The sustainable practitioners all run explicit boundaries — transparency as a format, not a lifestyle:

  • Anything involving unconsenting others: co-founder disputes, client names, employee performance. Your journey is yours to share; theirs isn't.
  • Live crises. Share from scars, not open wounds — a near-death month is a great post after you've survived it and processed it. Posting mid-panic reads as instability and invites advice you don't need.
  • Competitive information that actually costs you: your unfair advantage, unsigned deal terms, security details. "Public" audiences include competitors — most builders share outcomes and lessons openly while keeping tactics-in-progress private.
  • Manufactured drama.

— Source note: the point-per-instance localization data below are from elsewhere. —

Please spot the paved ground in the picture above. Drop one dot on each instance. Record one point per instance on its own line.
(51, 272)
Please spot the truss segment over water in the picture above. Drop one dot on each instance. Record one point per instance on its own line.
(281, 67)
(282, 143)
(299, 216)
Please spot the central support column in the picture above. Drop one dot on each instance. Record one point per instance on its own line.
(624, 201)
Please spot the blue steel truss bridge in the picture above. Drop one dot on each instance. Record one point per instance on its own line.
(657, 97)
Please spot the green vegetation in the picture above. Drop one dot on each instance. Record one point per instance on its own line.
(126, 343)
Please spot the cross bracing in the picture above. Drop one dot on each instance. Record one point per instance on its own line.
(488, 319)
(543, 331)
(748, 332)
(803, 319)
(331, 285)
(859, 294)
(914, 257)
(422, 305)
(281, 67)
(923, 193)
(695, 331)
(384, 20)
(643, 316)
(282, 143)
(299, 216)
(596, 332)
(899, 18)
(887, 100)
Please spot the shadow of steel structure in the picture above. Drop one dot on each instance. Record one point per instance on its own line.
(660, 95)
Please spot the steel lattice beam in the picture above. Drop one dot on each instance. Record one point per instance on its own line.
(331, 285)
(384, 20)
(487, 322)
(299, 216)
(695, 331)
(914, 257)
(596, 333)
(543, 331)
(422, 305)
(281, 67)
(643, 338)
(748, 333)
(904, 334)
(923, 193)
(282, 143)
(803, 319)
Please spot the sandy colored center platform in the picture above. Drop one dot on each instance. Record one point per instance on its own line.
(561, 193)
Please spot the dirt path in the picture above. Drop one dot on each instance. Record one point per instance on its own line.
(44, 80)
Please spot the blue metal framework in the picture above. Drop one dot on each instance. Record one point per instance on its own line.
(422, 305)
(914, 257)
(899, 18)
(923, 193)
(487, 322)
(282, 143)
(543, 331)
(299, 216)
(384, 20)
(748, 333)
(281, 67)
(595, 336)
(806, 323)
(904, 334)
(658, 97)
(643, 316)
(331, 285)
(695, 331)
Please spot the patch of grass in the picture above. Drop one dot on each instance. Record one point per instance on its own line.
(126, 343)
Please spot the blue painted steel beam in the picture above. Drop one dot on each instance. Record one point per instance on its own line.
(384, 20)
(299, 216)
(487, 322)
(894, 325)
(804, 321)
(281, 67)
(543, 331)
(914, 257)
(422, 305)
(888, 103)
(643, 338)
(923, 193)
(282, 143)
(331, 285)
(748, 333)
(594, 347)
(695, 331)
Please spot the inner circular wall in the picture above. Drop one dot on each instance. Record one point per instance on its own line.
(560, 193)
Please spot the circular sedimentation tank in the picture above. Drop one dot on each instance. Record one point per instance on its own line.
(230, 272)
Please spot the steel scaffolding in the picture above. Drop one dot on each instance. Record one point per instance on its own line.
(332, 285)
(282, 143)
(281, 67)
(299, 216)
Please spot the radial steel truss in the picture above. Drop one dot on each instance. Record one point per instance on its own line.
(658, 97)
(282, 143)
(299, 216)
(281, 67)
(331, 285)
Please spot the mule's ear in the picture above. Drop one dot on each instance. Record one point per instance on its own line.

The genre has its own slop: fake vulnerability, inflated screenshots, weekly "I almost quit" posts. Audiences detect the pattern fast, and the whole strategy runs on being the account that doesn't do that.

Getting Started Without an Audience or a Startup

You don't need a company — you need a project with a measurable goal and stakes: growing a newsletter to 1,000 subscribers, launching a €19 template, learning a skill to a public standard, even growing the account itself. The format transfers to any of it.

The starter kit:

  1. A pinned "what I'm building and why" post — the series premiere new visitors need.
  2. A public goal with a number and a rough deadline. The number is what transforms updates from diary entries into a scoreboard.
  3. The monthly update format, kept identical each time (numbers → what worked → what didn't → next month's bet). Consistency of format is what turns readers into regulars.
  4. Decisions posted as questions whenever you genuinely haven't chosen yet.

Expect the first months to be quiet — the compounding is real but back-loaded, because the story needs episodes before it has fans. The good news is the content cost: you were making the decisions anyway. Building in public just means taking notes with the door open.